No request authentication. Any client that can reach the server’s HTTP endpoints can create invoices and query payment status. If you are exposing this service on the public internet and want to restrict access to known clients, add an API key middleware that checks a shared secret in an Authorization or X-API-Key header before the route handlers run.
Hardcoded Buda API timeout. The buda-promise/buda.js client uses a fixed 5000 ms timeout for all calls to the Buda.com API. If Buda is slow to respond, the request will fail with a timeout error and the controller returns 400. There is currently no retry logic.

Best practices

  • Always use HTTPS in production. When deployed to Fly.io, set force_https = true in fly.toml to ensure all traffic is redirected from HTTP to HTTPS. This protects the request body and query parameters from interception.

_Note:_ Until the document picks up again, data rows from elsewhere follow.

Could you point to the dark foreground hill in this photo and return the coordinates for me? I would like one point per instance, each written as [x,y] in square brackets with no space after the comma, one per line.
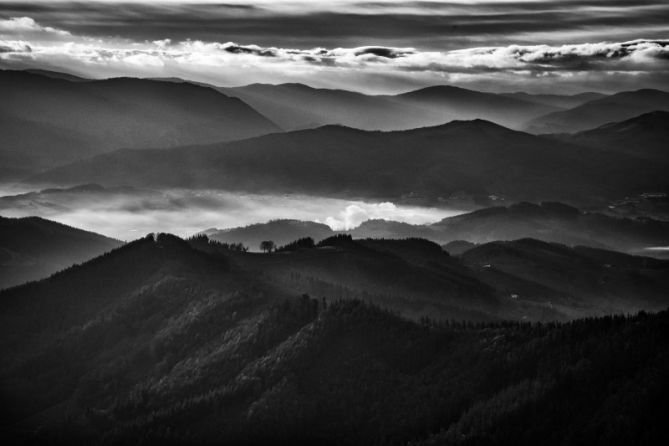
[162,341]
[477,158]
[46,120]
[552,222]
[33,248]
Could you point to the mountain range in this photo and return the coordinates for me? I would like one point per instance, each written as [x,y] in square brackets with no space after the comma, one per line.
[48,120]
[189,341]
[477,157]
[32,248]
[551,222]
[614,108]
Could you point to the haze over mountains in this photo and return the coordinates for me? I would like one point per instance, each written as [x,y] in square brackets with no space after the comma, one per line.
[48,119]
[295,106]
[34,248]
[199,334]
[551,222]
[617,107]
[477,157]
[487,322]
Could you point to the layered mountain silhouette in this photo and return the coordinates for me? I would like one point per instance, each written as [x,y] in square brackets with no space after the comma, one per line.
[52,118]
[447,103]
[162,335]
[551,222]
[645,136]
[477,157]
[296,106]
[614,108]
[556,100]
[32,248]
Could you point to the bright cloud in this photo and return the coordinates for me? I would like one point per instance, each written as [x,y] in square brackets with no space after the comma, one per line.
[26,43]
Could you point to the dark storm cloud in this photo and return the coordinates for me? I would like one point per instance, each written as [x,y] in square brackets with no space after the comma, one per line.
[369,46]
[429,25]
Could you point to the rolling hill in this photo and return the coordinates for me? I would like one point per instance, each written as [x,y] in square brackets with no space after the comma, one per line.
[645,136]
[32,248]
[615,108]
[447,103]
[556,100]
[551,222]
[477,157]
[297,106]
[172,341]
[93,116]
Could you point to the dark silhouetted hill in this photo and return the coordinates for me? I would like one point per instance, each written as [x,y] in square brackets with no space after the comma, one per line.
[166,341]
[280,232]
[109,114]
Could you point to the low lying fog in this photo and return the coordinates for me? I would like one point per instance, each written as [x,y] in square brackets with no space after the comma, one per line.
[126,213]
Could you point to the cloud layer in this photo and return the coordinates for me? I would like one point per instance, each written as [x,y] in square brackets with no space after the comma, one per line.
[83,49]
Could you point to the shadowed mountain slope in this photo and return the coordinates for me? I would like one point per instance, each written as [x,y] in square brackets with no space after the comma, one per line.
[614,108]
[552,222]
[33,248]
[185,343]
[477,157]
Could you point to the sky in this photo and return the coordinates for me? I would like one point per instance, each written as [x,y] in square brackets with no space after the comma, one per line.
[378,47]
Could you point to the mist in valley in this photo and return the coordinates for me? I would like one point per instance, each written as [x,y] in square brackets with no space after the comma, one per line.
[127,213]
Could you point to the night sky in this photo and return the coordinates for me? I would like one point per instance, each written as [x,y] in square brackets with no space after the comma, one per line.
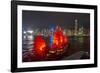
[41,19]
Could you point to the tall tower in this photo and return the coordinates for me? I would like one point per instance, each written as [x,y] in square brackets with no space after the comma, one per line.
[76,27]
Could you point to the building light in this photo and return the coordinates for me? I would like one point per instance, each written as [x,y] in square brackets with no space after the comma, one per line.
[30,31]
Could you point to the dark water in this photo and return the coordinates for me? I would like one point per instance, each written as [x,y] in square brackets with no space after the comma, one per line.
[77,44]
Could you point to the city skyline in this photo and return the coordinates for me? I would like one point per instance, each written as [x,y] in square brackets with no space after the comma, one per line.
[41,19]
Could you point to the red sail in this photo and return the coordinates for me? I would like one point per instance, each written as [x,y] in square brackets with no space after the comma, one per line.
[40,47]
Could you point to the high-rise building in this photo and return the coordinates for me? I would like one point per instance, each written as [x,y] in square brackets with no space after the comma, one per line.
[76,27]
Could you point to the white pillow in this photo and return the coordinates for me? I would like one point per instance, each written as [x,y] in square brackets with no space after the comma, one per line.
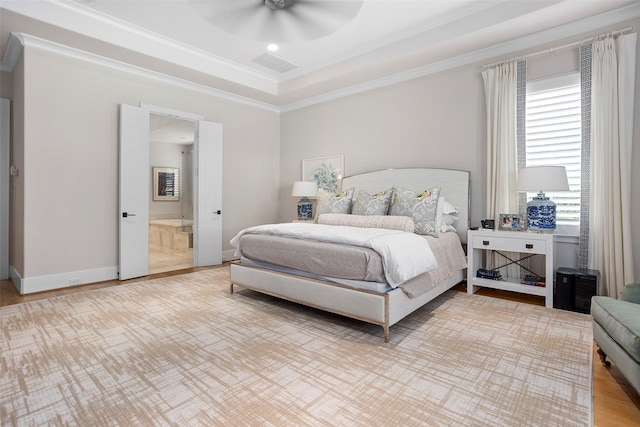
[448,208]
[376,204]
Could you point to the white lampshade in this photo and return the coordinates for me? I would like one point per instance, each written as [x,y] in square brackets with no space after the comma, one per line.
[305,189]
[542,178]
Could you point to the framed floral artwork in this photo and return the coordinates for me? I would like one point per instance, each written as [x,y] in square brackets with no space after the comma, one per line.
[166,183]
[326,171]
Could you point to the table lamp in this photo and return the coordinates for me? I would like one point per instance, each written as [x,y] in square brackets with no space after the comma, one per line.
[305,189]
[541,211]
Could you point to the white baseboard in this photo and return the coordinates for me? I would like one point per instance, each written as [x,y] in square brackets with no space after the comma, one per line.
[229,255]
[31,285]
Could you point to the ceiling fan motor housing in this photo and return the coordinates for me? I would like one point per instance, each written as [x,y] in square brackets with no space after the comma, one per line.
[277,4]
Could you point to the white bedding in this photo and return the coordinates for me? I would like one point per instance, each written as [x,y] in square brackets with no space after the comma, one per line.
[404,255]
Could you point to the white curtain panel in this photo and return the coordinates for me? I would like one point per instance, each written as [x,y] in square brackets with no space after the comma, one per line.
[612,91]
[500,88]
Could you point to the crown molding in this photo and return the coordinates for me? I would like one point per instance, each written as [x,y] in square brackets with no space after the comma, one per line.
[27,40]
[18,40]
[12,53]
[499,50]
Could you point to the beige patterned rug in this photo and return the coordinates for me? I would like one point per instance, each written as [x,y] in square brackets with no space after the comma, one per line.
[182,351]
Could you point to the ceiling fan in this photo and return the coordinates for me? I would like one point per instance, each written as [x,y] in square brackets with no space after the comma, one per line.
[280,21]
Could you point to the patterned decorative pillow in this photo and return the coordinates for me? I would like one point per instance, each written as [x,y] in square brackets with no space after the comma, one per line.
[422,207]
[377,204]
[329,202]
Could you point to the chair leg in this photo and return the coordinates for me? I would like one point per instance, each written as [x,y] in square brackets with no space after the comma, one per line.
[603,358]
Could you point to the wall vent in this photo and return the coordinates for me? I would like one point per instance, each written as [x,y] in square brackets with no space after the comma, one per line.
[274,63]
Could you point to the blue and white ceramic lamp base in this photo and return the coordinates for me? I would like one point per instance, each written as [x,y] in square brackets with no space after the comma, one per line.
[305,209]
[541,215]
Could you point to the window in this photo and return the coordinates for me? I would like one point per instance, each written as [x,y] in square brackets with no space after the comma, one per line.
[554,138]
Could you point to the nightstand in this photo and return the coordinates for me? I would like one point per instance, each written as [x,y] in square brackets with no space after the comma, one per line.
[524,243]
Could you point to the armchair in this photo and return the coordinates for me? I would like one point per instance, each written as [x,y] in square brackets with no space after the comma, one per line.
[616,331]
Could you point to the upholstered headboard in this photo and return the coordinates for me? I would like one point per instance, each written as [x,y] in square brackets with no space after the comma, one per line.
[454,186]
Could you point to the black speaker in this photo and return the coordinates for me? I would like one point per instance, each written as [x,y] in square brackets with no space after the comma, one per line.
[565,288]
[586,286]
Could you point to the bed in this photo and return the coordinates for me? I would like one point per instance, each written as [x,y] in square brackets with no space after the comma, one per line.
[380,304]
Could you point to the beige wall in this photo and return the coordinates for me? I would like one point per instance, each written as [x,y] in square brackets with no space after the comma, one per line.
[69,172]
[432,121]
[65,140]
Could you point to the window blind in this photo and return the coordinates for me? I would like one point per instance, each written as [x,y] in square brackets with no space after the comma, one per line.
[554,136]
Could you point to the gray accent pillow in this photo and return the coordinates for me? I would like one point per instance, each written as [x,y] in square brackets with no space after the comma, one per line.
[422,207]
[376,204]
[329,202]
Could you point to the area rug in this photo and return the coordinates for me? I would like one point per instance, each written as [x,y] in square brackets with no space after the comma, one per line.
[183,351]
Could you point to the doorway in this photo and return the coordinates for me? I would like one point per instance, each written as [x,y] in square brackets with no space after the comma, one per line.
[135,189]
[171,206]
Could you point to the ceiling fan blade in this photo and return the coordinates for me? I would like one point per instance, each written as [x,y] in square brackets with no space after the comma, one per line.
[299,20]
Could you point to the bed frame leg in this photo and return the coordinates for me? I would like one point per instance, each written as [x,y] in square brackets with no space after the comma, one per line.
[603,358]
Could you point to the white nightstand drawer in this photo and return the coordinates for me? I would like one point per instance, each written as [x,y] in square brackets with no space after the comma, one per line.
[516,244]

  • Store secrets in a vault. Use fly secrets set to store BUDA_API_KEY, BUDA_API_SECRET, and DOMAIN on Fly.io. Never hard-code credentials in index.js or any application file, and never commit a .env file to version control.
  • Set DOMAIN correctly. The DOMAIN environment variable is used to build the callback URL returned by GET /.well-known/lnurlp/:username. If this is wrong or missing, Lightning Address callbacks will point to the wrong host and invoice creation from a wallet will fail. Set it to your deployment’s public hostname (e.g., budaln.fly.dev).
  • Rotate API keys periodically. Buda.com allows generating new API key/secret pairs from the account dashboard. Rotate credentials regularly and update the secrets in your deployment environment.
  • Monitor for Buda API errors. The controllers catch all errors thrown by helpers and return them as 400 with error.message. Add logging (e.g., console.error) or a monitoring integration to surface these failures, since a Buda error is otherwise invisible in production.